Ok, so first off, Naomi since you're the only person who reads my blog, I've just gotta say that you have become one of the best friends that I have! I love you so much girl, you always make me smile, and feel like I'm a better mom than I am, which just makes me want to be better. You inspire me, and just make me happy :) Thank you so SOO much! :) love you girl!
So anyway, I just feel the need to post about a few different things... first being that my husband has recently become friends w/a pornstar on facebook. He did tell me about it, expressing his surprise in finding out that she was a pornstar. He recently added a bunch of random people to add to his teams on some of the games he plays on facebook. He doesn't have even one picture of any of us, including him on his profile, so it's really not a big deal, but today I went to login to facebook, and it automatically brought up his. And right there on the updates, were a bunch new pics that this pornstar chick had just added to her profile, most she's half naked in, and I'll admit she does have a killer body, but that just makes me feel worse. Now for one thing she lives in Mexico, and another I KNOW that he isn't into trashy woman (not that being a pornstar, necisarily makes someone trasy) but yeah, I know he's really not into woman like that, and never has been. Still it does make me feel a bit self concious, and well, jelous I guess. I know that really I have no reason to be, but yeah. I don't know. I guess it doesn't really matter, and the fact that he told me when he figured it out is good. I suppose it's just my own insecurities, and the fact that I'm 9 months pregnant, and this is pretty much the only time that I'm just not real interested in getting any anyway, and he assumes that because I complain already about my pelvis hurting, and everything else, he doesn't really try. So I know that that plays a role in me feeling more insecure about it all. I guess I should just be happy that he's been different this time around w/actually wanting to give me some action, thank god he finally got over being freaked out by the big prego belly :) haha.
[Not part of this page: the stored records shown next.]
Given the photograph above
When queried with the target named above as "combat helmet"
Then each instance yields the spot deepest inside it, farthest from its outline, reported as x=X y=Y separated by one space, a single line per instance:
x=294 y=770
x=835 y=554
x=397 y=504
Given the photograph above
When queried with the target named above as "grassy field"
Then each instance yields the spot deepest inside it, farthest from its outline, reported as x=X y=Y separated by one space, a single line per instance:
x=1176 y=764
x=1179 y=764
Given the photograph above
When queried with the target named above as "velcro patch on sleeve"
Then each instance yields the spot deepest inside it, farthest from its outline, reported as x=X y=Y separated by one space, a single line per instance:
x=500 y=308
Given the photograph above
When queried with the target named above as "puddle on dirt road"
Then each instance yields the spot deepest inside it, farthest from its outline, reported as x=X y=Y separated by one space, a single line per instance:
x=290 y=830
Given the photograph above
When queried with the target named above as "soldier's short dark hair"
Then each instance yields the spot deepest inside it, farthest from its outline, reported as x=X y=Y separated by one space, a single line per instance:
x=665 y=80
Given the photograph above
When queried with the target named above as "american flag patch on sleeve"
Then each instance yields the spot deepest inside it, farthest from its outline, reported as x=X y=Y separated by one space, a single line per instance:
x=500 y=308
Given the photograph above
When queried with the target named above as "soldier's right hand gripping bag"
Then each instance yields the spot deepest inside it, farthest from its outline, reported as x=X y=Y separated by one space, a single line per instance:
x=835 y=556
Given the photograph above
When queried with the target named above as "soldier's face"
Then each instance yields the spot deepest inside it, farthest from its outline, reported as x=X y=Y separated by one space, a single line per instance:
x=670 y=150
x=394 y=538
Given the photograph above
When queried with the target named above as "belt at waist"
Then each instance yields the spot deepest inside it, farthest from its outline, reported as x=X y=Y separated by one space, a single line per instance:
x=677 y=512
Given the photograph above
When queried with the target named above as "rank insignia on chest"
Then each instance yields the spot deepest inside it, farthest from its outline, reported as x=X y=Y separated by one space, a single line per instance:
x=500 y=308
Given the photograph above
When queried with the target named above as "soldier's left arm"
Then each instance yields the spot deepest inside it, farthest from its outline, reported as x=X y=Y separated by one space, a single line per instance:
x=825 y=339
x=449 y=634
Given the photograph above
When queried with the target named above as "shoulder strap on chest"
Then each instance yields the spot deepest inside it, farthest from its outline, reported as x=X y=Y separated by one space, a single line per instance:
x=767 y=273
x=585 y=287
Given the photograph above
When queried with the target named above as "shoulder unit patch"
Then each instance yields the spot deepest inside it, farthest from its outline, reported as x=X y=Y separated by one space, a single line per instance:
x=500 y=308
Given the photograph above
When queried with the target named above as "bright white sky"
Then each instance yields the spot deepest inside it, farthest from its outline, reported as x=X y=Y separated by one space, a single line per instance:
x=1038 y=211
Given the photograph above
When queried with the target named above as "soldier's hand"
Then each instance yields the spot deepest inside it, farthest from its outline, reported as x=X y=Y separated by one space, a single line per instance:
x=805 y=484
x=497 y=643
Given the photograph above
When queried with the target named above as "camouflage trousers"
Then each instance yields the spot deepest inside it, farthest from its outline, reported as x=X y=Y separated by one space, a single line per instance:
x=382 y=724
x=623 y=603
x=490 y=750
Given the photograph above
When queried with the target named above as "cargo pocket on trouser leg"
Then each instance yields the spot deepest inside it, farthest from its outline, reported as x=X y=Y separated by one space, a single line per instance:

Well, after a night of contractions, and me thinking that I was actually in labor. Then finally being able to sleep somtime after about 12:30, I went into the doctor this morning, to find out that I'm like 70% effaced, and 2 cm dialated. Not quite as far as I'd like to be, but at least I'm getting closer :) HOORAY! But, they found protien in my urine, and my blood pressure was high, so I have to go back first thing monday (so long as I don't go into actual labor before then) to have them test me again, and make sure I don't have preeclampsia. If I do they're going to put me on bedrest :( BOO!! They told me to just take it easy and to drink a TON of water, which I've been doing, and I'll admit I am feeling better (and having to pee every 10 min). I've still been having contractions today, but nothing that's regular, it's just enough to make me stop and notice every now and then. Oh the joys of damn false labor pains!! Oh well, hopefully they're getting me closer to having this baby, and the real thing :) Bring on those painful, consistant contractions baby, I'm READY!! :) Oh yeah, and one super awesome thing for today, was that while I was taking a nap, Jer cleaned the whole kitchen (including sweeping the floor, and cleaning the table) and washed all the dishes! It was SOOO SOOO nice! I love having a clean kitchen, oh yeah, and he also did a load of laundry too :) YAY, he def scored some brownie points today. Then on top of that, we went to a friends daughter's birthday party, and he chased, and kept track of the boys the ENTIRE time that we were there, I didn't even have to say a word. he didn't even complain about it at all. It was fabulous :) so on that happy note I guess I'll go make that lasanga sauce that he's been really wanting me to make, since I just wasn't feeling up to it the last 2 days, and it really needs to get done. Hooray for a happy day :)
ok maybe this sounds bad, but whenever jordan does something nice for me i HAVE to write it down, because i always feel like his bad WAY outweighs the good that he does. but really i think that it's just I REMEMBER the bad more. isn't it weird how easy it is to forget the good things? :-P
ReplyDeleteHOORAY for Jeremy being such an awesome husband and helping you out so much right now! that is so great!
boo on him for being friends with a pornstar... even if he didn't know, it's not like they are REALLY friends, so would it really hurt her feelings if he deleted her as a friend? but then i'm really picky about the friends i have on facebook, i'm ACTUALLY friends with all of them :-P
BOO on preeclempsia, i hope it all turns out all right! you seem to be having one stress after another near the end! that just sucks! but i just know things will turn out ok, and that you will be hugging and kissing and dressing up that adorable little girl of yours soon! i just can hardly wait to see pictures of her! seriously, i'm even bouncing up and down as i type this! i am trying to get jordan to ok me driving out to idaho sometime this summer, so cross your fingers!
love your GUTS lady!
do you have cell phones again? cuz i am so excited to see pictures of your little one you HAVE to text me as soon as you are in labor! i am SOOOOOO excited for you!
and gavin and brody! they are going to be the BEST big brothers EVER and take such good care of their little sister that it will drive her crazy! and hopefully keep some of the boys at bay, especially since she will be drop dead gorgeous, just like her mama!